8. Freddy Got Fingered
I just don’t get Tom Green. Even given that I can recall what sort of silliness amuses college boys, I still don’t get him. Apparently, luckily, the film-going public doesn’t either. The best part of Freddy Got Fingered is that it probably ran out the shot clock on Green’s fifteen minutes and he’ll just go back to Canada and live out his days doing public access. Which is where he should have stayed in the first place. Drew, count yourself lucky and make sure he pays the alimony, m’kay?

9. The Royal Tenenbaums
An interesting concept and a promising cast adds up to nearly unwatchable. Even Gene Hackman’s performance can’t bail out this badly written, overstuffed attempt at comedy. And you would not believe the expense Disney is going to in an effort to yank out a WGA Award nomination for this one. I wouldn’t be surprised if their next step were to send out the cast members to give blowjobs. Nice Christmas card, guys, but actually sending us the script to read was a mistake. It’s even worse on paper.

10. Bubble Boy
Nothing can beat Freddy Got Fingered for sheer bad filmic taste in 2001, but Bubble Boy tried damn hard. And where does it say that one of the symptoms of having no immune system is also to be incredibly, appallingly dim-witted?

Dishonorable Mention:

Sequels without “Lord of the Rings,” “Star Wars” or “American Pie” in their titles; uninspired anachronisms, which this year means anything with “Knight” in the title; anything based on a video game, no matter how impressive the computer animation and/or star’s breasts (you know that’s the only reason you loved one particular film, Mr.

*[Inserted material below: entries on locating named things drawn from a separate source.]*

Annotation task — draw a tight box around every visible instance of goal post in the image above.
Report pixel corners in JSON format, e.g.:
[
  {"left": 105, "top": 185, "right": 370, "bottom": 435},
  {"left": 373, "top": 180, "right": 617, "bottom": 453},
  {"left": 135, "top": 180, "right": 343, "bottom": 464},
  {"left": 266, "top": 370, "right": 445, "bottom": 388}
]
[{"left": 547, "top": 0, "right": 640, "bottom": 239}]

Ebert); trailers that give away the entire plot and/or all the best jokes — the mitigating factor being that, in the case of really, really bad movies, they save us the time and trouble of seeing them.

Jon’s “Venal Trend of the Year” Award:

And the winner is… every company that first released a regular DVD of a film at inflated price, only to turn around and release the special or ultimate or incredibly amazing deluxe version six months later at an even more inflated price. Know what? Because of this trend, I’m not going to rush out to buy any Hollywood studio DVD on first release no matter what goodies it contains. The first perpetrator of this travesty that I noticed was Boogie Nights, a great film that, unfortunately, released not one but two special editions. It was a rarity at the time, but by now it’s become all too common. And incidentally, widescren format, language selection and subtitles are not special features, gang.

Jon Bastian is a co-founder and editor-in-chief of Film Monthly. He is a resident of his native Los Angeles, an award-winning playwright, screenwriter and TV hack who should stop being so surprised every time this year that he can come up with a hundred nominees for worst film while having a hard time filling ten slots for best.